Interest rates are likely to stay high for a longer period of time

The loose monetary policies introduced during the COVID-19 pandemic have caused many people to refinance their homes at less than 3% interest rates. These landlords will not give up these low interest rates easily, causing the inventory of available housing to remain tepid and housing prices to continue to rise. High housing prices discourage buyers, and sadly, interest rates may not help much in the long run.

Kamich is a technical analyst. He tracks interest rate trends rather than interpreting the Fed's speech to understand the next changes in interest rates. His recent analysis is unlikely to bring good news for buyers. Kamich said:

“The 10-year US Treasury yield tested 4.40% on Tuesday, a new high since the decline ended at the end of December last year.

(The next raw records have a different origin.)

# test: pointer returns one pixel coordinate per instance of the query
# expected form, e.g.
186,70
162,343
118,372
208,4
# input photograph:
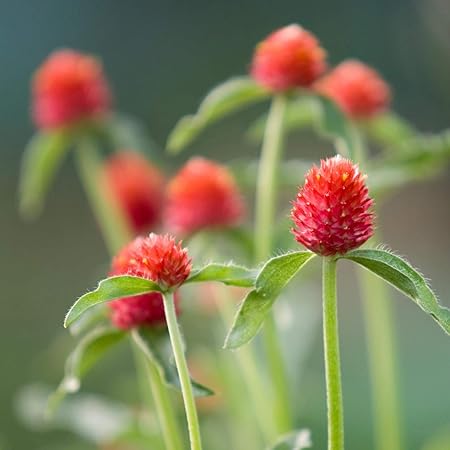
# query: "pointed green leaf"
110,289
297,440
388,129
229,274
128,133
272,279
333,124
89,350
155,344
300,113
400,274
40,162
222,100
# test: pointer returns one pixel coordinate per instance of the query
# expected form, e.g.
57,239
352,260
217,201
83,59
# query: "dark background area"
161,58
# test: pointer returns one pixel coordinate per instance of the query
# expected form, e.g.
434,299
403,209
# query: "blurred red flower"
68,87
288,58
358,89
137,187
202,195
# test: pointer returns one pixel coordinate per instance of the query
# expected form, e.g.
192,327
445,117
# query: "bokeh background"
161,58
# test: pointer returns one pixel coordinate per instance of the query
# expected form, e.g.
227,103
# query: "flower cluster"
332,210
138,188
358,89
202,195
69,87
290,57
156,258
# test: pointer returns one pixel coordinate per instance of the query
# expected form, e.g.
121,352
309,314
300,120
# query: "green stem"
264,229
250,372
113,225
116,233
379,324
332,358
161,397
183,373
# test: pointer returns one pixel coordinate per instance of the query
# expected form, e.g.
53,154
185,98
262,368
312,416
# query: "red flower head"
288,58
332,213
157,258
358,90
202,195
137,187
68,87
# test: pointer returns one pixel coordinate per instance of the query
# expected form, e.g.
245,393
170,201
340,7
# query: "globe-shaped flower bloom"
357,89
137,187
69,87
157,258
332,211
288,58
202,195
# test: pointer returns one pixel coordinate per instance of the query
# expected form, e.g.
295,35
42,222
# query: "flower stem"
379,324
113,225
183,373
116,233
264,229
332,358
161,397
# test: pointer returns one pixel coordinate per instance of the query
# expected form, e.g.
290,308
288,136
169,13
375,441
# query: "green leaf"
89,350
128,133
41,160
300,112
388,129
297,440
400,274
110,289
271,280
230,274
333,124
222,100
155,344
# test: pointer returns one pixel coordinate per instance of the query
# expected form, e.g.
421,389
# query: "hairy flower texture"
157,258
288,58
358,89
68,87
202,195
332,211
137,187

From the daily bar chart of 10-year US Treasury yields, I can see that (interest rates) have been on an upward trend since the end of December last year. The slope of the 50-day SMA and the slower 200-day SMA is positive. The Moving Average Convergence Divergence Indicator (MACD) has been above the zero line since early February.”

So how high can it go? He calculated that the 10-year US Treasury yield target is 5.35%, which exceeds the 5% peak yield last year. Banks usually increase the 10-year US Treasury yield by 1.5% to 3% to determine interest rates on 30-year mortgages, so Kamich's new target does not provide comfort to potential buyers.

The translation is provided by third-party software.